Might as well round that up to 24 percent. I do better with whole numbers.
That compares to 14.6 percent nationally, or 43.6 million who didn’t have health insurance last year from sea to shining sea.
Shorthand: Nation, 15 percent uninsured. Texas, 24 percent uninsured. Not good, Texas.
Understand I’m a native Texan, so I’m not one to knock the Great State.
Indeed, when I saw those stats comparing us to the rest of the country, I was sure it couldn’t be right. After all, we are bigger, better, stronger, higher, deeper, wider.
Well, pretty much nobody has anything on us. Especially attitude.
Except health insurance. What happened?
As I looked further, the stats got worse. Like the one on uninsured kids. From Pacific to Atlantic: 9.3 percent. In Texas? 19 percent. Not good, Texas.
Just who are these people trying to trash the GreatStateofTexas (Always one word. Just listen to the politicians)? Why, it’s none other than the people at the National Center for Health Statistics.
Its website (www.cdc.gov/nchs) breaks down all of the gory details—pie charts and graphs and footnotes and sub-sections and details too spooky for me to handle without digging out my whiffle dust to ward off the nightmares.
I was prepared to challenge the National Center for Health Statistics. Surely it was relying on too small a sample. But, no. This survey was based on 100,000 interviews.

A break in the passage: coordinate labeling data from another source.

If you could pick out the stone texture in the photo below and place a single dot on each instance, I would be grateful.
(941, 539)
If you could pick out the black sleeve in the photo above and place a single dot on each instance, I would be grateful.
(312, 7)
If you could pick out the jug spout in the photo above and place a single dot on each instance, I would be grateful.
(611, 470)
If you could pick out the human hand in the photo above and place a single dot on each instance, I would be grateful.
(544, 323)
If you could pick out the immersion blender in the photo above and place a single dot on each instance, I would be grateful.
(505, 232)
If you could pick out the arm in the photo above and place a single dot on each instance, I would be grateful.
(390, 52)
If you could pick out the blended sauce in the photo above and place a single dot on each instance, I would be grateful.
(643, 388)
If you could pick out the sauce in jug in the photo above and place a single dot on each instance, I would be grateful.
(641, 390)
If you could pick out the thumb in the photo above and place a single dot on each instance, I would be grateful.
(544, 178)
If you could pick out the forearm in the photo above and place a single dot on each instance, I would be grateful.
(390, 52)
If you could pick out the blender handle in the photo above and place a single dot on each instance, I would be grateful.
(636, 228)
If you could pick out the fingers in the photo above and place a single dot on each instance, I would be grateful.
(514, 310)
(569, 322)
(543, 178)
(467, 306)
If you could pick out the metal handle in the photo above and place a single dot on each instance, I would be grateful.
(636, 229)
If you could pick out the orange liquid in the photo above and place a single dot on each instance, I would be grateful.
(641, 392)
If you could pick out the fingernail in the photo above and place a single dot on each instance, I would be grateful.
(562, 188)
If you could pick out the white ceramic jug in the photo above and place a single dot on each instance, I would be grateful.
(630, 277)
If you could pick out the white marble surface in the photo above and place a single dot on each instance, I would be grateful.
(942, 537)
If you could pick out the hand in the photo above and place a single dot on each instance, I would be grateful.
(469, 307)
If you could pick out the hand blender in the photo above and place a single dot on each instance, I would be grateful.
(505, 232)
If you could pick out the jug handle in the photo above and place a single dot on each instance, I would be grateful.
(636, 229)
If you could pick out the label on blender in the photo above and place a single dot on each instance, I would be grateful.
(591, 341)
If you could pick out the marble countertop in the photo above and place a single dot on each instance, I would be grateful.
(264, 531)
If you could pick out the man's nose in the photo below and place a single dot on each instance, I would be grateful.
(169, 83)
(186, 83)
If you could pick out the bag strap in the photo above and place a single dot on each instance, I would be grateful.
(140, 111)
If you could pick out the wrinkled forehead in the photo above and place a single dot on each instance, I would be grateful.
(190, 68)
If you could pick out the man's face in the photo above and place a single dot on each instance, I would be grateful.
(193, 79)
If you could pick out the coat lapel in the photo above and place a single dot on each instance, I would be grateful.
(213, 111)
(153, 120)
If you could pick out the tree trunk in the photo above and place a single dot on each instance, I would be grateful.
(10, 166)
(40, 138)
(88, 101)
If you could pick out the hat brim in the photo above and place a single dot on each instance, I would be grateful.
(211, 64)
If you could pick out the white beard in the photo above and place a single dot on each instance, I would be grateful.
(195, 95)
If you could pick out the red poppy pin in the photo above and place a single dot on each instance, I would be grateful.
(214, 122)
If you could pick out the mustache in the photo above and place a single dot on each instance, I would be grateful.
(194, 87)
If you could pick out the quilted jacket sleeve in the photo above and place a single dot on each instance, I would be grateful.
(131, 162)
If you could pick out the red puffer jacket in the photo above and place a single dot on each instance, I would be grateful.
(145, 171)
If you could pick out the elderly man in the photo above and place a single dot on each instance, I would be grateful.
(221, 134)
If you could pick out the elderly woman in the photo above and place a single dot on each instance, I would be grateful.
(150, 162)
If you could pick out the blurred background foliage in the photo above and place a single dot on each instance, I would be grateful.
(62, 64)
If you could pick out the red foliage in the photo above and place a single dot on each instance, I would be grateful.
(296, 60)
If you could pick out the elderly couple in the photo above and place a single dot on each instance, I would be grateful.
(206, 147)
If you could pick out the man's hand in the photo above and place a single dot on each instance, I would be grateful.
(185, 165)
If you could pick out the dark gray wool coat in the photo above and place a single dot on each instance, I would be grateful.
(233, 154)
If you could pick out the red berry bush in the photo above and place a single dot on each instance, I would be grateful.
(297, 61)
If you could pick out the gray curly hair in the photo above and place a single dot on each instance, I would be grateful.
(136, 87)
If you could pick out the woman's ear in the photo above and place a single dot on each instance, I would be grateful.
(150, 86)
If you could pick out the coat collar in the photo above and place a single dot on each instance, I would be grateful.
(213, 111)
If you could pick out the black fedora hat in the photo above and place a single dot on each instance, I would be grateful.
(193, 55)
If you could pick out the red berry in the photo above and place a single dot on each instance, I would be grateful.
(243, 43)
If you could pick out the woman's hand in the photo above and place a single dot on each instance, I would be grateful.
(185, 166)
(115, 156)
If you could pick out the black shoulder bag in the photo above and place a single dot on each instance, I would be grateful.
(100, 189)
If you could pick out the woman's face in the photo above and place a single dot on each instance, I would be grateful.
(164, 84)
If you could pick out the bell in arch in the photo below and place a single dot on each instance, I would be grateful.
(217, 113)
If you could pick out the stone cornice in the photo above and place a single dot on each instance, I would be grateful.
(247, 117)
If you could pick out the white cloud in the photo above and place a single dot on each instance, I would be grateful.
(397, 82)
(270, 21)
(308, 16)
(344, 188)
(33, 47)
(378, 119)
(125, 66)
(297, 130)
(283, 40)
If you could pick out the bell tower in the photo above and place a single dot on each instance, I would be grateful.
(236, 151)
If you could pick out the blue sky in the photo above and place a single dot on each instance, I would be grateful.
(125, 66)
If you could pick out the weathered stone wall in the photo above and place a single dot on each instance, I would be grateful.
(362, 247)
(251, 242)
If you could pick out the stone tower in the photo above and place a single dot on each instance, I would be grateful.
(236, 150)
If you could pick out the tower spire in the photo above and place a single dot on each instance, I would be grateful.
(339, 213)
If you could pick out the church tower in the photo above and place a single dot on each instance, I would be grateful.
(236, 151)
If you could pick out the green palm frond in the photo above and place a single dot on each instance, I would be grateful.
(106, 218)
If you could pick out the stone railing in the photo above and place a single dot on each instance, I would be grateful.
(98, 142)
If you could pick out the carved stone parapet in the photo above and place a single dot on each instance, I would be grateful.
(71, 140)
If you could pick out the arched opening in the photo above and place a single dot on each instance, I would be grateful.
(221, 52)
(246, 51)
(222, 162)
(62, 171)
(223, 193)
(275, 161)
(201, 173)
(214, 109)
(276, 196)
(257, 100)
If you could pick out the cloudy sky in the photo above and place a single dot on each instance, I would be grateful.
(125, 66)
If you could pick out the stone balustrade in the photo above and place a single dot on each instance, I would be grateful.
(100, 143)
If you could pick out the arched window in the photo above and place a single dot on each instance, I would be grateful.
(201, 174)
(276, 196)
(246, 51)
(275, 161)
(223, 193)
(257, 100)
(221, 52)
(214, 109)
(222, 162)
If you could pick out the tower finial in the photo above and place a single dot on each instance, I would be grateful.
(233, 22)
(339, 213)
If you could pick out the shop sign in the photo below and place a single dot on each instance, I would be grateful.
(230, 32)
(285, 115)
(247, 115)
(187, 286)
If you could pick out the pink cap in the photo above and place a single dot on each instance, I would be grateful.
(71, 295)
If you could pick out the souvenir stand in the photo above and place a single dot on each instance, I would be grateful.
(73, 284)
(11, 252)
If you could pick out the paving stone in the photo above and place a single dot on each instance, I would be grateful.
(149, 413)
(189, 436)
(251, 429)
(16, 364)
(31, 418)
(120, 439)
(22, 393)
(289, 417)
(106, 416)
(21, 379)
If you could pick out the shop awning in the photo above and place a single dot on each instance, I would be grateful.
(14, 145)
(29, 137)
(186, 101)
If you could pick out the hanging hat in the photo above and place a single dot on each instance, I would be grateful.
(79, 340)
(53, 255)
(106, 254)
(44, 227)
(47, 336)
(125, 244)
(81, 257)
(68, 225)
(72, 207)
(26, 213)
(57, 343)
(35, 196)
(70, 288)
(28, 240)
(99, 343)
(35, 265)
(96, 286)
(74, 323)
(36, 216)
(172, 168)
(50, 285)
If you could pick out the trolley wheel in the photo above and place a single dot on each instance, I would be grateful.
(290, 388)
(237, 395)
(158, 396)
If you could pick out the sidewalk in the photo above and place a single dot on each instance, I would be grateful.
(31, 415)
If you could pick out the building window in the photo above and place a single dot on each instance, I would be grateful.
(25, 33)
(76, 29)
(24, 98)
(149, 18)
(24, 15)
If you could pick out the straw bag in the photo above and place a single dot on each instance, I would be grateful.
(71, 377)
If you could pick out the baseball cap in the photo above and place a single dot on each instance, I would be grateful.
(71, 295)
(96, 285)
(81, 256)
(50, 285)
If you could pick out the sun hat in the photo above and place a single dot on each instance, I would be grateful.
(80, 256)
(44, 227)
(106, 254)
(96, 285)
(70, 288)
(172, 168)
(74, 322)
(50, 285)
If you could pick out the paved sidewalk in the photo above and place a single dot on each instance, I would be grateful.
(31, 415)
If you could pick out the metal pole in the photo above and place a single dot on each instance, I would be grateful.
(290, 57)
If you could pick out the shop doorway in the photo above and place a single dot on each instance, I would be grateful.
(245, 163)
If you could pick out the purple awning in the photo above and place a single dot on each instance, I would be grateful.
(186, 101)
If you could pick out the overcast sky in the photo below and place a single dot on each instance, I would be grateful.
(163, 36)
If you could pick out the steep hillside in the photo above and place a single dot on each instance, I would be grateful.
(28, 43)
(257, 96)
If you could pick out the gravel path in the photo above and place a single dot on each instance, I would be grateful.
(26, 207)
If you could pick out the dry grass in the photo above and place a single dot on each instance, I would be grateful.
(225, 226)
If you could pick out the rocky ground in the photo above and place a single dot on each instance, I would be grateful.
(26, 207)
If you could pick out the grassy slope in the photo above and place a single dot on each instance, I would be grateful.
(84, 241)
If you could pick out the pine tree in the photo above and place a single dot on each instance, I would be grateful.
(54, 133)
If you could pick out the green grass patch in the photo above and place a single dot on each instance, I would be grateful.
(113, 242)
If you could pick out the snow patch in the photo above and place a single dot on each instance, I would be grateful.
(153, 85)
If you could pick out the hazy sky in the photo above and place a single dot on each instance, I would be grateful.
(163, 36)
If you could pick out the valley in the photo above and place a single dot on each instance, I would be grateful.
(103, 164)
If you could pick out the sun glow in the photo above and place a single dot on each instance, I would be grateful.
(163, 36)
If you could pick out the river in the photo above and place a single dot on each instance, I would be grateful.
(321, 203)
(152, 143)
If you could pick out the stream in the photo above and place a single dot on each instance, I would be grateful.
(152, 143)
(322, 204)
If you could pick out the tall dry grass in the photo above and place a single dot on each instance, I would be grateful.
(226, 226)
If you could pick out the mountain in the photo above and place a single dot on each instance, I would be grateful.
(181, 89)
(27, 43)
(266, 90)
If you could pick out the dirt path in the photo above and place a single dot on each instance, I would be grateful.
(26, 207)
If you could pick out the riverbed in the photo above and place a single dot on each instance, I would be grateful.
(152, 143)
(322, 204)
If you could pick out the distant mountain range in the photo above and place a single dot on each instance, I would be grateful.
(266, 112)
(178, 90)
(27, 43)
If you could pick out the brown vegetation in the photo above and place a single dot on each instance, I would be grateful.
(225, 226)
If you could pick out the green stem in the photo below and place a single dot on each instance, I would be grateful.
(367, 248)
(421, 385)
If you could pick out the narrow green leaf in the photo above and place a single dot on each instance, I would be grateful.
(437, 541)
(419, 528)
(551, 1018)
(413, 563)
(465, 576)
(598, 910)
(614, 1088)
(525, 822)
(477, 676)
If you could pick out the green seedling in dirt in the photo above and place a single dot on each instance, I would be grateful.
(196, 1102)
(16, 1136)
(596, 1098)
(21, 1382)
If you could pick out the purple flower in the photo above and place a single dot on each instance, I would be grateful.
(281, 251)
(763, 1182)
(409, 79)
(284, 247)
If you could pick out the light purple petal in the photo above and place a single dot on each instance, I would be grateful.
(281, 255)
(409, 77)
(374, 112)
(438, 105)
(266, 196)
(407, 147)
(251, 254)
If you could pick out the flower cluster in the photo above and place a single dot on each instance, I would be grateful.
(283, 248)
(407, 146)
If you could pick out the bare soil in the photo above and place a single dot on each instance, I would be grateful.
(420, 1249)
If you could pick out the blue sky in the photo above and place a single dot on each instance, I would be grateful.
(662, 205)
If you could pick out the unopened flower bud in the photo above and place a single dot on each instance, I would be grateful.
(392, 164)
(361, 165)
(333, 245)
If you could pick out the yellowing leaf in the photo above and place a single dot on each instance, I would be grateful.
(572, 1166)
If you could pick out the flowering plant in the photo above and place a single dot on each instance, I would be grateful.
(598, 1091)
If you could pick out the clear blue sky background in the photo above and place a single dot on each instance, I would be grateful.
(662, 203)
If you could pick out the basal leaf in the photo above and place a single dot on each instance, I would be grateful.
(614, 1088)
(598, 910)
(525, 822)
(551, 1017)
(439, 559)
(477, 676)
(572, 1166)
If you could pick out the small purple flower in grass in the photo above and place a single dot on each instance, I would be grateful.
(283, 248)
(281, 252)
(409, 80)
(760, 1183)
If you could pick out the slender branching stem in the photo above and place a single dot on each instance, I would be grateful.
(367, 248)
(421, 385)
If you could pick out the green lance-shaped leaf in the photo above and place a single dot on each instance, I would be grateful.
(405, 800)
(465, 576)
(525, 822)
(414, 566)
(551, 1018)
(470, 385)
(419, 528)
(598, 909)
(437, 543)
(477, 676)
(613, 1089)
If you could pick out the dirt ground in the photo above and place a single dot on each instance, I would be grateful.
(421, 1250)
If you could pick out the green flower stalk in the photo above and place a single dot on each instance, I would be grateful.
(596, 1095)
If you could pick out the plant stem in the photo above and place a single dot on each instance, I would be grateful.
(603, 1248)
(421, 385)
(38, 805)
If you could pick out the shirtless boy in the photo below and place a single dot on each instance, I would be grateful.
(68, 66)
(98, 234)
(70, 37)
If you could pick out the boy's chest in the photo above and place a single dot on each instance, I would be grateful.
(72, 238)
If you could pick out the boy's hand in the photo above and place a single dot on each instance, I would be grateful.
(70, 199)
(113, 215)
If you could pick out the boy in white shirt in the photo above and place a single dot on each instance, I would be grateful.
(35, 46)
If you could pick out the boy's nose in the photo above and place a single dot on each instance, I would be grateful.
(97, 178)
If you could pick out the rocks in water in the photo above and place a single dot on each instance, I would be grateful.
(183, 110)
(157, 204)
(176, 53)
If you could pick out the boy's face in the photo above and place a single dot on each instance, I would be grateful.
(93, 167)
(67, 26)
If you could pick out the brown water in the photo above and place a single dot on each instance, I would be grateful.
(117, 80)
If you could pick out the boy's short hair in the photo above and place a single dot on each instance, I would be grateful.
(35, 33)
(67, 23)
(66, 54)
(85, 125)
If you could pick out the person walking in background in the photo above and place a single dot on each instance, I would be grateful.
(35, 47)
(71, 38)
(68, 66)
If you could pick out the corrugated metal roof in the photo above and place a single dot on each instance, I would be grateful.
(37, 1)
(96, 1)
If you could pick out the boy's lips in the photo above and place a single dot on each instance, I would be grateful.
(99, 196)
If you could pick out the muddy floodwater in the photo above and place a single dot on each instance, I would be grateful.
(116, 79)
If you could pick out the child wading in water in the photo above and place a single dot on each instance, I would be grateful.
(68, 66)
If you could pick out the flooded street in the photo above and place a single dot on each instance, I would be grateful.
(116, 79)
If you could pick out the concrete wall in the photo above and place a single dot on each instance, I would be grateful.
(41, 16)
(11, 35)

As for the ranks of Texas’ uninsured: Even larger numbers were uninsured at some time or another during the last 12 months prior to the survey. And a portion of those surveyed had gone without health insurance for more than a year at the time the survey was done.
Why, shucks. 100,000. That’s a pretty big number, even for a native Texan. No matter how big I yawn, I can’t get 100,000 in my mouth. No matter how much my eyes glaze over, I can’t get 24 percent and 19 percent out of my mind’s eye.
The GreatStateofTexas has people smart enough to fix the problem. The GreatStateofTexas has the resources to fix the problem.
We just need to hitch up our britches, tighten our Lone Star belt buckles and do it.
Karen Wood is a freelance writer living in Waco. She formerly worked for Woman’s Missionary Union and Baylor University.